Ivanna Klympush-Tsintsadze, a Ukrainian MP and head of the EU Integration Committee, tells how a ‘diplomatic battalion of five to seven women diplomats’ were deployed to capitals across the world to discuss sanctions against Russia. At a time when men between 18 and 60 were banned from leaving the country, these women delivered President Volodymyr Zelenskyy’s request for military hardware and humanitarian assistance.
Women are now fighting on the battlefield as well. Given equal fighting status with men in 2018, women today make up to 22 per cent of Ukraine’s armed forces, although their numbers on the front line remain small. This compares with NATO countries such as France, where women make up only 15 per cent of the armed forces, in Germany and Spain 12 per cent and in the United States 17 per cent.
Female skills
They bring particular skills with them. Yevgenia Zakrevska, a lawyer and now senior drone operator, describes how she has established better horizontal lines of communication across platoons and between commanders and soldiers of different units, all of which helps ‘the tactical decision-making of our commanders’.
Women also play a key role in protecting families fleeing the fighting. With the real risk of sexual exploitation or human trafficking, women are trusted more readily when it comes to registering those internally displaced by the war, a number currently put at more than 4.5 million. They organize transport to take the displaced to safety in neighbouring countries, and female psychologists are providing mental health counselling after the First Lady, Olena Zelenska, launched a programme of psycho-social support with UN agencies.
Oleksandra Matviichuk, a human rights lawyer, is the director of Kyiv’s Centre for Civil Liberties, which shared the 2022 Nobel Peace Prize. She and her team have spent the past eight years documenting some 28,000 Russian war crimes in Ukraine, from murder and torture to rape. She describes Russian treatment of Ukrainians as showing ‘genocidal intent’.
Despite their contribution to the war effort, Ukrainian women remain a minority in positions of state-wide decision-making. About 21 per cent of the national parliament’s elected deputies are women, up from 12 per cent in 2014. This is far lower than other countries such as France, with just over 37 per cent, Germany with 35 per cent, Spain with 47 per cent and Sweden at 46 per cent. Finland has a ruling coalition of five women-led parties headed by the Prime Minister Sanna Marin.
The Ukrainian government has the same proportion of women in its cabinet (five out of 24) as in the chamber of deputies. This is low by European standards, although it includes Yulia Svyrydenko, the First Vice Prime Minister and Economics Minister, and Iryna Vereshchuk, Deputy Prime Minister and Minister for the Reintegration of Temporarily Occupied Territories.

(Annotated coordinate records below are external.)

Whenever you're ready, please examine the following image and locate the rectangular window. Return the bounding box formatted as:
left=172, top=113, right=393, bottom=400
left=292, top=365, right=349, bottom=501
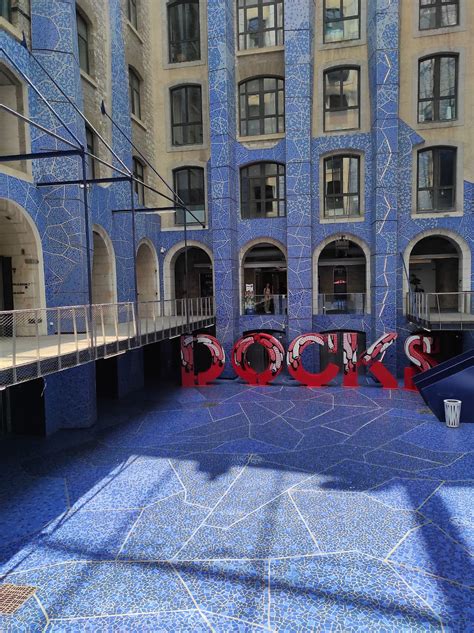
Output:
left=133, top=156, right=145, bottom=207
left=86, top=125, right=96, bottom=178
left=324, top=0, right=360, bottom=44
left=419, top=0, right=459, bottom=31
left=76, top=12, right=90, bottom=74
left=0, top=0, right=12, bottom=22
left=324, top=154, right=360, bottom=218
left=238, top=0, right=284, bottom=50
left=324, top=68, right=360, bottom=132
left=168, top=0, right=201, bottom=64
left=417, top=147, right=456, bottom=213
left=173, top=167, right=206, bottom=226
left=418, top=55, right=458, bottom=123
left=171, top=86, right=203, bottom=146
left=127, top=0, right=138, bottom=30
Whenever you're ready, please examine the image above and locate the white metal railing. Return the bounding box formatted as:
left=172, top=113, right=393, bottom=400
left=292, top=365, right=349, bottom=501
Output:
left=406, top=291, right=474, bottom=330
left=242, top=294, right=288, bottom=315
left=318, top=292, right=366, bottom=314
left=0, top=297, right=215, bottom=388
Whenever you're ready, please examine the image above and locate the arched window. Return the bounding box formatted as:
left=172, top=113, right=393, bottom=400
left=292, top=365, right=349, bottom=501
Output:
left=133, top=156, right=145, bottom=206
left=173, top=167, right=206, bottom=225
left=324, top=154, right=360, bottom=218
left=324, top=0, right=360, bottom=44
left=419, top=0, right=459, bottom=31
left=324, top=66, right=360, bottom=132
left=128, top=66, right=142, bottom=119
left=418, top=55, right=458, bottom=123
left=76, top=9, right=90, bottom=74
left=239, top=77, right=285, bottom=136
left=86, top=125, right=96, bottom=178
left=0, top=64, right=29, bottom=171
left=170, top=85, right=203, bottom=146
left=417, top=147, right=457, bottom=213
left=127, top=0, right=138, bottom=29
left=240, top=163, right=286, bottom=219
left=0, top=0, right=12, bottom=22
left=168, top=0, right=201, bottom=64
left=237, top=0, right=283, bottom=50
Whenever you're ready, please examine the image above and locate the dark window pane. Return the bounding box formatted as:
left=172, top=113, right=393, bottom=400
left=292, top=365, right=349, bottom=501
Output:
left=168, top=0, right=201, bottom=64
left=237, top=0, right=283, bottom=49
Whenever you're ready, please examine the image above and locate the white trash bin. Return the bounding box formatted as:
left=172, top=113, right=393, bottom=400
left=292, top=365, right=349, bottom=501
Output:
left=444, top=398, right=462, bottom=429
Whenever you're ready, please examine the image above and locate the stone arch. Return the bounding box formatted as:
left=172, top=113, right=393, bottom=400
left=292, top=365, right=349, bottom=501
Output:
left=163, top=240, right=214, bottom=300
left=92, top=224, right=117, bottom=304
left=313, top=233, right=372, bottom=314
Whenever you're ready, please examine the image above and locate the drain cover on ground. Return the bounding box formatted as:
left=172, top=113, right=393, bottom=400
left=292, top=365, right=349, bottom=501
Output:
left=0, top=585, right=36, bottom=615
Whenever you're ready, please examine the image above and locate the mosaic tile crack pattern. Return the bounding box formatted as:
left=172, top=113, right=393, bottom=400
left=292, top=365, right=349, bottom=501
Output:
left=0, top=381, right=474, bottom=632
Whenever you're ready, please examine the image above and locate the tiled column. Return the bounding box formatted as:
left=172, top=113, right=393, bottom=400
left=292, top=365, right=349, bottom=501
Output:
left=208, top=0, right=239, bottom=375
left=285, top=0, right=314, bottom=341
left=368, top=0, right=399, bottom=371
left=30, top=0, right=96, bottom=432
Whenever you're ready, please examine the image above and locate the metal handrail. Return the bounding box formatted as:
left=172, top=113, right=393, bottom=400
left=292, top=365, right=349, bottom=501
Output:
left=0, top=297, right=215, bottom=388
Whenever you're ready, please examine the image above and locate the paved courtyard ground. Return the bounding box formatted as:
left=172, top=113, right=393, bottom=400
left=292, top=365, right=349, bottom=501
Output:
left=0, top=382, right=474, bottom=633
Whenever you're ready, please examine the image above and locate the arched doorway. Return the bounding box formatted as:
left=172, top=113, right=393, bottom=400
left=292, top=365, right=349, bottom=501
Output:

Klympush-Tsintsadze says more women are needed: ‘There is definitely more masculine decision-making at the top level, meaning women’s voices are not decisive.’
How women create peace
Unless this happens, women’s input will be missing in any negotiations to end the conflict. When women do not participate, as in Bosnia-Herzegovina, Kosovo and Colombia, the durability of peace deals decreases by 15 years, according to a 2015 report by the Institute for Peace.
Ukrainians are already looking to a future free of Russian interference. Political leaders are calling for international support to finance the reconstruction of the country – a cost estimated at between $350 billion and $750 billion and rising.
A recent poll suggests that more than 90 per cent of Ukrainians are willing to put up with the cold, dark terror of Russian assaults for two or three years if, in the end, they are guaranteed EU membership. The EU’s seven membership requirements include reforms of Ukraine’s courts and the establishment of anti-corruption laws and monitoring platforms to protect against money laundering and the capture of state assets, all of which the government struggled to meet before the war.
In a November 2022 poll by Chatham House, 89 per cent and 83 per cent of regional and national civil society groups, respectively, identified the embezzlement of funds as the biggest risk when rebuilding the country. New appointments to anti-corruption institutions have yet to be made amid signs the process has languished.